Terra Firma began to put the ancient wisdom of rammed earth to use in 1989 when CEO Paul Geraets began looking at methods used for thousands of years. These were predominantly Asian and European practices. The basic principle of rammed earth construction had gone much unchanged for centuries until French builder, Francois Cointeraux, discovered Pisé construction being used in the region of Lyon, circa 1800. He was drawn to its unique simplicity and eventually formed a school to teach it. Cointeraux saw rammed earth as “a means by which the common man could vastly improve the quality of his life” and this is precisely the sentiment that Terra Firma upholds today.

BLENDING OLD WITH NEW

Terra Firma’s practice was also greatly informed by the much later Western trend to start building with rammed earth in the 1970’s. David Easton in California and Stephen Dobson in Western Australia started adapting their own practices, which blended modern engineering and the addition of 5 – 10% cement to rammed earth homes.

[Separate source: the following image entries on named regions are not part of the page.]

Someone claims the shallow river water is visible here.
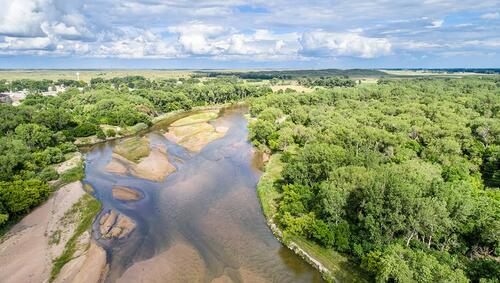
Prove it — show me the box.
[85,107,321,282]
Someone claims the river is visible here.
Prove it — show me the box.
[84,107,322,282]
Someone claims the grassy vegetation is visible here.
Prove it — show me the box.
[59,162,85,186]
[172,110,219,127]
[50,194,101,282]
[257,153,368,282]
[257,153,283,219]
[287,236,370,282]
[113,137,150,162]
[0,70,192,82]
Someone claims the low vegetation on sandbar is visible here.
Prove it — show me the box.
[113,137,150,163]
[112,186,142,201]
[165,111,227,152]
[106,145,175,182]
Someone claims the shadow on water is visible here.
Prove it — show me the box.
[85,107,321,282]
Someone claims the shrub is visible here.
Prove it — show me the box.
[106,129,116,137]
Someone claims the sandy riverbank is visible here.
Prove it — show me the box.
[164,111,228,152]
[112,186,142,201]
[0,181,106,283]
[106,145,175,182]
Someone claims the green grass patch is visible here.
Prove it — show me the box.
[113,138,150,162]
[257,153,283,219]
[50,194,101,282]
[49,229,61,246]
[257,153,370,282]
[59,162,85,185]
[287,235,371,282]
[171,110,219,127]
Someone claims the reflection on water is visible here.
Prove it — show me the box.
[85,108,321,282]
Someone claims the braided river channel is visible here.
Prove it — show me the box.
[84,107,322,282]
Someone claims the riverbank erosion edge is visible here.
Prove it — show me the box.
[0,181,106,283]
[256,152,369,282]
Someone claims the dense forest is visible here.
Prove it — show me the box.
[249,77,500,282]
[0,77,270,229]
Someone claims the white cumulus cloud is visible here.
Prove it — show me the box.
[481,12,500,20]
[300,30,391,58]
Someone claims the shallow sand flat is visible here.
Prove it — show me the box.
[164,122,228,152]
[106,145,175,182]
[112,186,142,201]
[56,152,82,174]
[99,210,136,239]
[117,243,205,283]
[0,181,85,283]
[171,110,219,127]
[54,241,108,283]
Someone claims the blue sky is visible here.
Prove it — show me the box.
[0,0,500,69]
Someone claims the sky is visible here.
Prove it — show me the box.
[0,0,500,69]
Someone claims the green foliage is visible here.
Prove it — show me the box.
[0,180,50,215]
[298,77,356,87]
[50,194,101,282]
[96,128,106,140]
[249,78,500,282]
[15,124,52,150]
[60,164,85,184]
[73,123,99,137]
[106,129,116,137]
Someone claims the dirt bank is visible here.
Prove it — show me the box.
[117,243,205,283]
[99,210,136,239]
[106,145,175,182]
[112,186,142,201]
[54,241,108,283]
[0,181,85,282]
[165,112,228,152]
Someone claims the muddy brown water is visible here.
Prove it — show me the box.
[84,107,322,282]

But this trend took time to take hold. In the 1930’s, South Dakota University began a rammed earth project that is still fully functional today. Yet despite its success, earth building writer Sim Van Der Ryn explains in ‘Alternative Construction’ that the career of the man who initiated it was doomed. Because of the unorthodox nature of the project at the time: ‘…anyone contemplating natural building materials would have been drummed out of the design and buildings profession.’
Fast forward and builders like Paul now work to industry building codes, specially tailored to earth construction over the course of the last 15 years.
New Zealand has developed internationally applauded codes for rammed earth but rammed earth homes still deserve more recognition.
“The building industry here still holds standard wall insulation as the holy grail of thermal performance” says Geraets. It’s one of his goals to change this belief.